I’m not saying that any of this makes the other work that we’re doing as a community any less critical. But to frame same-sex marriage as a matter of a tax break is short-sighted. I hope nobody actually believes that was the prime mover, here.
For what it’s worth, legal marriage also serves the vulnerable.
It affords a path to safety for immigrants who arrive here on journeys of love, or who arrive here on other journeys and fall in love anyway.
It affords protection against post-mortem dead-naming by hostile families of deceased transfolk.
It prevents children of same-sex parents from being torn from their homes if one parent dies and homophobic family members (or legal systems) intervene.
It protects the devoted spouses of military members who are severely injured or killed in service.
My generation isn’t old enough for death to have touched many of us in the ways it touched D’s generation when they were our age, or younger than we are now. We mostly haven’t dealt much with death: most of us still have both our parents (and probably a step-parent or two as well) and will for many years. Many of us still have all our grandparents. Few of us have lost our spouses.

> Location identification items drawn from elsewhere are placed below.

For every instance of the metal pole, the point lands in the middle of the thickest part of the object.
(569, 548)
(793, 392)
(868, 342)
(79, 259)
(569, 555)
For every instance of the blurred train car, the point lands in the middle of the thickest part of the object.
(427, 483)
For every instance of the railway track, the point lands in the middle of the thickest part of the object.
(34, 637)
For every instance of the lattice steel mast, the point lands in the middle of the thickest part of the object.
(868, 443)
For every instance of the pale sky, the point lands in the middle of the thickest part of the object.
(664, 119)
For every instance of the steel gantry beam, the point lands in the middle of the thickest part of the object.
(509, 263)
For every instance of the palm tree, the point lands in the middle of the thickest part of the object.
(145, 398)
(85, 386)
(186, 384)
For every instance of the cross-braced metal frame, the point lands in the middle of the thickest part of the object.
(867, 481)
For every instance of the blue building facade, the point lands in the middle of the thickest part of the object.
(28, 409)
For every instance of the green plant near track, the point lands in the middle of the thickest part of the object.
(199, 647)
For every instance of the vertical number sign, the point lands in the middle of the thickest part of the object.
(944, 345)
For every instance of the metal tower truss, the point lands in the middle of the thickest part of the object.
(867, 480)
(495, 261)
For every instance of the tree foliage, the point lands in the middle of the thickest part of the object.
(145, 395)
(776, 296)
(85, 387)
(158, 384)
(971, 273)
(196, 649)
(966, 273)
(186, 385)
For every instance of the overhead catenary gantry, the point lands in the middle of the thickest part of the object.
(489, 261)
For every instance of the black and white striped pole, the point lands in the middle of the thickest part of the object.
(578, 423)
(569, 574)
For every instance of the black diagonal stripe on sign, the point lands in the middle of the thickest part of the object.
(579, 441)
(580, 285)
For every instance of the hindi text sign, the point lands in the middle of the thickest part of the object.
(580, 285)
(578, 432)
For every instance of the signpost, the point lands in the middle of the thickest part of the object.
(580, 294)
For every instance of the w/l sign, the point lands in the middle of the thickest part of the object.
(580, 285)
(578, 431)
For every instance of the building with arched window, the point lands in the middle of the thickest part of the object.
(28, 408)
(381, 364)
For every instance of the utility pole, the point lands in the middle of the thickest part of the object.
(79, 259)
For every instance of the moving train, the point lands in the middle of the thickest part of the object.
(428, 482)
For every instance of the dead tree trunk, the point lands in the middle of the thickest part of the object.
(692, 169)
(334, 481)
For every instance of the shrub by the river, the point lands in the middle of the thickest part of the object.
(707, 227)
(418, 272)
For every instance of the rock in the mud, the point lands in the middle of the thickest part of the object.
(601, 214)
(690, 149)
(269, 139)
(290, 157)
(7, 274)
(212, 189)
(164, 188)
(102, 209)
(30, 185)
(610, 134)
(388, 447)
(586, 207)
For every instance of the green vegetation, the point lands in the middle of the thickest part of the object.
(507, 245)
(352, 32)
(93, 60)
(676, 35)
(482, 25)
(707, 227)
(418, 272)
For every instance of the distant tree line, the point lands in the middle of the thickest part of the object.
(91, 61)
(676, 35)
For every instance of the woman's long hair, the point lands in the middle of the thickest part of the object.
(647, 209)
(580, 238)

We might have been alive during the most harrowing days of the AIDS crisis, but if we were, we were children. We didn’t personally lose friends in staggering numbers or watch our friends suffer the agony of being barred from hospital visits. I have, in my lifetime, lost one friend to AIDS—a lovely guy a few years older than I am who committed suicide because he had contracted a strain of HIV that wasn’t responding to antiretroviral treatments and so forth. He chose to end his life before the complications of HIV could end it for him.
People Denis’ age lost dozens, sometimes hundreds, of friends, in a ground swell of bereavement complicated by discrimination against which no grounds for legal protection existed.
Death, for my generation, isn’t the visible specter that it has been for so very long, from such an early age, for the gay men and women of D’s generation. For them, it has been very real from the beginning of their adult lives, as have the potential repercussions associated with the lack of the legal protections afforded by marriage (and which efforts to secure by other means have not reliably secured).
I’m not saying that focusing on gay marriage, to the exclusion of other issues, was by any means the right path. I do think that, in many ways, it was low-hanging fruit: in an age when the US is far less uncomfortable with queer people in general, but fraught with racial tension and wildly unsure about transfolk, it was relatable. Marriage, as it were, will play in Peoria.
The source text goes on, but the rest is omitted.